Scaling Accumulo with Multi-Volume Support

Author: Dave Marion & Eric Newton
Date: 25 Jun 2014

Originally posted at https://blogs.apache.org/accumulo/entry/scaling_accumulo_with_multi_volume

MapReduce is a commonly used approach to querying or analyzing large amounts of data. Typically MapReduce jobs are created using using some set of files in HDFS to produce a result. When new files come in, they get added to the set, and the job gets run again. A common Accumulo approach to this scenario is to load all of the data into a single instance of Accumulo.

A single instance of Accumulo can scale quite largely(1, 2) to accommodate high levels of ingest and query. The manner in which ingest is performed typically depends on latency requirements. When the desired latency is small, inserts are performed directly into Accumulo. When the desired latency is allowed to be large, then a bulk style of ingest can be used. There are other factors to consider as well, but they are outside the scope of this article.

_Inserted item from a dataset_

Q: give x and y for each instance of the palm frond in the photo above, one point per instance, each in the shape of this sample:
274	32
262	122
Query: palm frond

On large clusters using the bulk style of ingest input files are typically batched into MapReduce jobs to create a set of output RFiles for import into Accumulo. The number of files per job is typically determined by the required latency and the number of MapReduce tasks that the cluster can complete in the given time-frame. The resulting RFiles, when imported into Accumulo, are added to the list of files for their associated tablets. Depending on the configuration this will cause Accumulo to major compact these tablets. If the configuration is tweaked to allow more files per tablet, to reduce the major compactions, then more files need to be opened at query time when performing scans on the tablet. Note that no single node is burdened by the file management; but, the number of file operations in aggregate is very large. If each server has several hundred tablets, and there are a thousand tablet servers, and each tablet compacts some files every few imports, we easily have 50,000 file operations (create, allocate a block, rename and delete) every ingest cycle.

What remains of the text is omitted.